Measurement and analysis method:
(1) Breath alcohol concentration: Measured about every 5 minutes using a commercially available alcohol concentration measuring device.
(2) Heart rate measurement: using a Holter-type electrocardiograph and an electrocardiogram analyzer “DSC-3100” (manufactured by Nihon Kohden Corporation).
(3) Analysis of heart rate: Spectrum analysis software "MemCalc" (manufactured by GMS) was used.
(4) Questionnaire Survey: Each subject's consciousness and mood during the test were divided into (1) 30 minutes after drinking, (2) 1 hour after drinking, (3) 2 hours after drinking, and (4) 3 hours after drinking. Questionnaire.
[0014]
Hereinafter, the test results will be described in detail with reference to the attached part. Prior to the test, each subject was subjected to a patch test to check for the presence or absence (high or low activity) of alcohol metabolite, acetaldehyde-degrading enzyme. It was classified as "weak" constitution (patch test "+").
[0015]
FIG. 1 shows the disappearance of breath alcohol concentration in a test subject after drinking.
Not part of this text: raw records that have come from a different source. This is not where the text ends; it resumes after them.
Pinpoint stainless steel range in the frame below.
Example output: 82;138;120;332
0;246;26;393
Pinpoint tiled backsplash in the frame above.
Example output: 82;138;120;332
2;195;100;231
The tendency of the subjects to lose their breath alcohol concentration was divided into three types. In the figure, the subjects with the strong constitution of alcohol shown by the thick solid line disappear quickly within 4 hours, and the subjects with the constitution weak to alcohol shown by the thick two-dot chain line disappear very slowly, more than 5 hours after drinking. Alcohol was also detected during exhalation. The third type shown by a thin solid line was the tendency observed in the subjects of the patch test “−” with a low drinking frequency and the subjects of the patch test “+” with a heavy drinking habit.
[0016]
FIG. 2A shows the average of the progress of alcohol concentration in breath after drinking in a test subject weak to alcohol in the patch test (+) for each type of alcoholic beverage. There was a difference in the tendency of the alcohol in the breath to disappear up to about 2 hours after drinking, depending on the type of alcoholic beverage. However, thereafter, the disappearance rate was almost the same in all the alcoholic beverages, and it tended to take about 4 to 5 hours to reach the detection limit of 0.05 μg / ml or less.
[0017]
FIG. 2 (B) shows the average of the progress of alcohol concentration in breath after drinking in a test subject who is strong in alcohol in the patch test (-) for each type of alcoholic beverage. Unlike the test subject weak in alcohol shown in FIG. 2 (A), the tendency of disappearing alcohol during breathing did not differ depending on the type of alcoholic beverage, and almost reached the detection limit 4 hours after drinking. As described above, when the same amount of alcohol is consumed in terms of pure alcohol, it is understood that the alcohol metabolism tendency obtained from the breath alcohol concentration is not significantly affected by the type of alcoholic beverage.
[0018]
FIG. 3 shows the change over time in blood pressure according to the type of alcoholic beverage in the case of a test subject who is strong in alcohol and has no difference in alcohol disappearance tendency. In general, blood pressure tended to decrease after drinking. There was a difference in the degree of decrease in blood pressure depending on the type of alcoholic beverage, and after 2 hours of drinking, sake dropped about 2.5 times as much as rice shochu, which had not decreased the least. Among Japanese sake, Junmaishu and ordinary sake in particular declined significantly. Although not shown, although the diastolic blood pressure was smaller than that of the systolic blood pressure, a difference was observed in the degree of blood pressure decrease depending on the type of alcoholic beverage. Also in that case, Junmaishu and ordinary sake tended to significantly lower blood pressure. However, for any of the alcoholic beverages, no significant correlation was observed between the systolic or diastolic blood pressure and the breath alcohol concentration.
[0019]
Here, the relationship between alcohol intake and blood pressure change will be considered as follows.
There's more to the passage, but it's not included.